Micro services architectures come up with several advantages: a faster time to market, more flexibility and improved scalability and resilience. Micro services are simpler, developers get more productive and systems can be scaled quickly and precisely, rather than in large monoliths.
Yet, micro service architectures introduce new challenges as the complexity you removed in simplifying your micro services did not disappear. In this article, we zoom into the challenge of data islands/consistency. You will learn why this problem arises and what it is. We go deeper into what Event Sourcing and CQRS are and how they might solve this problem, if applied correctly.
The Autonomy Principle
One of the fundamental principles of microservice design is autonomy. If you’ve read Pat Helland’s 2005 paper about data on the inside vs data on the outside, this should sound familiar. This implies that each micro service needs to have its own data store. The main reason for this is the fact that when a change occurs in one of the data models, every service that depends on the shared database is impacted. Although this sounds logical, it is easier said than done. There are many cases where we rely on “external” data.

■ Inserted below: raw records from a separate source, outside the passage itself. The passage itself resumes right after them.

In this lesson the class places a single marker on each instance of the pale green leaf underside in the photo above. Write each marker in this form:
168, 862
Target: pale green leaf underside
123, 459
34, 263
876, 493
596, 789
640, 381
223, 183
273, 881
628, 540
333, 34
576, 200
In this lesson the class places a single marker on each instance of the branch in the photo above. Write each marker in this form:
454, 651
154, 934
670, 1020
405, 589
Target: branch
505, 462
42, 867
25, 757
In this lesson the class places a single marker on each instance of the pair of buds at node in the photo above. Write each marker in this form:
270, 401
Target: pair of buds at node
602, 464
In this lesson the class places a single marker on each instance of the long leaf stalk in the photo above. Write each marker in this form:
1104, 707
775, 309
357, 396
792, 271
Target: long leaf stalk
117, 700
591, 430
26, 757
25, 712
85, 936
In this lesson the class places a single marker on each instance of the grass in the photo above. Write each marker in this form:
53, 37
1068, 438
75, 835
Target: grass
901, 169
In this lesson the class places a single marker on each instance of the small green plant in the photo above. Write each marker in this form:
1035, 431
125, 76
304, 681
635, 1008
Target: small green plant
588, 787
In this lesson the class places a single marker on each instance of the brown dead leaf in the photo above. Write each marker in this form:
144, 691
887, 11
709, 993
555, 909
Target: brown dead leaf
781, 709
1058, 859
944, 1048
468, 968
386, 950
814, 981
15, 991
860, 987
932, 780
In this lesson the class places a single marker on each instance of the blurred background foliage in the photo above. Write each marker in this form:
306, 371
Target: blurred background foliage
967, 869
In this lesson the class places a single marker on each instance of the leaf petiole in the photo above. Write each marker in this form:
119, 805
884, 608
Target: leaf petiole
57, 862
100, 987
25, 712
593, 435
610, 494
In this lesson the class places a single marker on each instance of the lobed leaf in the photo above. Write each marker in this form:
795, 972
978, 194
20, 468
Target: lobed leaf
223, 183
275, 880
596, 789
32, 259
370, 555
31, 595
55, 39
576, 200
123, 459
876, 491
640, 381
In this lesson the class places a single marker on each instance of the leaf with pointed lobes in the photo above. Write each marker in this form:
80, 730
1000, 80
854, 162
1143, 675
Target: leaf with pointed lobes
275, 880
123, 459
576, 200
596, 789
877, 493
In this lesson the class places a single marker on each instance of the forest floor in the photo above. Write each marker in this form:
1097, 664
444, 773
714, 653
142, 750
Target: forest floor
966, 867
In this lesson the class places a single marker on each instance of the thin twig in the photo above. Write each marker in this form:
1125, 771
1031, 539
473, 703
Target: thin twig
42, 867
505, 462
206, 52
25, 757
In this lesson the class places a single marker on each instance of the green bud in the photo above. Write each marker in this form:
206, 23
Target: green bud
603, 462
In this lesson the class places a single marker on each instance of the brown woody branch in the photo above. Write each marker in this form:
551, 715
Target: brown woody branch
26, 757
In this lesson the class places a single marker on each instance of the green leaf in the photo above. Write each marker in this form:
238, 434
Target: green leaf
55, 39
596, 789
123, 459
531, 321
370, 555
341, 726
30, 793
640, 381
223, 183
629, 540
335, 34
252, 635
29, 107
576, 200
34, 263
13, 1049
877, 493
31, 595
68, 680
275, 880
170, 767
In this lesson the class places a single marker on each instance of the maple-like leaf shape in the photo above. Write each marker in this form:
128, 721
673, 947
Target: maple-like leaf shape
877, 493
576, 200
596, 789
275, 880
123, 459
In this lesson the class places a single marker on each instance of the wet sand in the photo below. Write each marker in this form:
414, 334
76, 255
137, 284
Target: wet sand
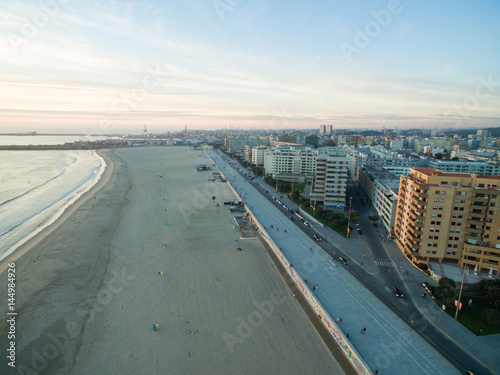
89, 292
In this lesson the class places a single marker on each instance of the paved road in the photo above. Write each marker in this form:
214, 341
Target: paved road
379, 281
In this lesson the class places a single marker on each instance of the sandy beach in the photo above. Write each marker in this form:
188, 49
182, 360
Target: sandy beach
152, 248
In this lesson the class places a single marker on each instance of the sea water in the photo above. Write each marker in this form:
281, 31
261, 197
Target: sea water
36, 187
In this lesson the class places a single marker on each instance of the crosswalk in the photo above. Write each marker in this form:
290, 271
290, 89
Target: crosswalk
384, 262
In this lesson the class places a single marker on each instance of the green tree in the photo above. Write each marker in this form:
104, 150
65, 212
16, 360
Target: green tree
446, 291
491, 289
491, 316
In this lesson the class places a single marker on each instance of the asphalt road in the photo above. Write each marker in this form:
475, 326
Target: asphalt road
378, 285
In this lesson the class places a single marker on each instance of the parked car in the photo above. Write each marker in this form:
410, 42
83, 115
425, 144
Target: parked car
397, 292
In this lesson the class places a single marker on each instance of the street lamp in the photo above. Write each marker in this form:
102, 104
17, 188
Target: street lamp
462, 285
349, 219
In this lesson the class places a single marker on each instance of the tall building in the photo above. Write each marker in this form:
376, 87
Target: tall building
290, 160
325, 129
330, 180
446, 216
258, 154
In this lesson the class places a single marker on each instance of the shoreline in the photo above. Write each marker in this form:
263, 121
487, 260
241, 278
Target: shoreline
68, 211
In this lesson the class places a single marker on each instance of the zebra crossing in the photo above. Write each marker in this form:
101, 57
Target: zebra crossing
385, 262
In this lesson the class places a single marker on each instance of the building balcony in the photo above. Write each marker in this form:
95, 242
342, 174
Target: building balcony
480, 215
474, 221
474, 230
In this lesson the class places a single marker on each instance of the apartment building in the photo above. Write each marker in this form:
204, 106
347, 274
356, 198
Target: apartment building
290, 160
235, 145
449, 217
330, 181
258, 154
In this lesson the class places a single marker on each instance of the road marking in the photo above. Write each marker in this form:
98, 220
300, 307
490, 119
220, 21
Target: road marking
385, 263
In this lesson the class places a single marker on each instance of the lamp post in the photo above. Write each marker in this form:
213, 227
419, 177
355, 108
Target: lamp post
349, 219
462, 285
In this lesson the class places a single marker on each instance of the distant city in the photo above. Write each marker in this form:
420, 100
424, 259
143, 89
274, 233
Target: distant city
410, 179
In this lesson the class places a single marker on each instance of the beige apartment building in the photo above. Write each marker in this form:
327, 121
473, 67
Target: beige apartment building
451, 217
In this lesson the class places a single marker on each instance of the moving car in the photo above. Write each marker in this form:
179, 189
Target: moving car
397, 292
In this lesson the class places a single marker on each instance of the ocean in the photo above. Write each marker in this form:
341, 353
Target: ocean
36, 187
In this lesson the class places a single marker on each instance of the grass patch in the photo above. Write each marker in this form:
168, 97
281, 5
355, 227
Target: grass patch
342, 230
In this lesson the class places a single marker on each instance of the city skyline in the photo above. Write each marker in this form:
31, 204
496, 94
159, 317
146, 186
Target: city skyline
106, 67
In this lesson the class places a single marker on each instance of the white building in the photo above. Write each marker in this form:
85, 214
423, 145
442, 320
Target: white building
258, 154
330, 182
385, 199
290, 160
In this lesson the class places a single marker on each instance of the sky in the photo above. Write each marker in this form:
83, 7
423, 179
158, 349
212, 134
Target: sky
110, 66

Imagine we’ve adhered to the autonomy principle. Suppose we have separated the data and now have data in one micro service (for example orders) that has a reference to data in another micro service (for example customer). In our shared database, we would query the data by simply joining the tables without any issues. Also handling transactions was no big issue as transaction management was properly handled in one place. However, the distributed nature of our micro services requires a different approach.
The Distributed Join
One thing we could do to solve this issue is by just directly querying the other micro service via a HTTP REST API call. Although we could easily do this, it leads to coupling of both micro services. In fact, we are performing a distributed join over HTTP and before we know it, we’ve created a distributed monolith.
To overcome this issue, we can duplicate the relevant data. Again, this could be done by simply issuing a command to the responsible micro service to update the reference via a HTTP REST API call. For example, the order micro service commanding the customer micro service to update the reference. In order to keep the data consistent we should also update the data atomic. We could make use of distributed transactions via a 2-phase commit. However, this is not recommended as the 2-phase commit is synchronously (a blocking operation). In a single database, transactions are fast. But due to the distributed nature of micro services, the delay will be longer.
We could solve this problem by implementing the Saga pattern: the distributed transaction is fulfilled by asynchronous local transactions on all related micro services. If any microservice fails to complete its local transaction, the other microservices will run compensation transactions to rollback the changes.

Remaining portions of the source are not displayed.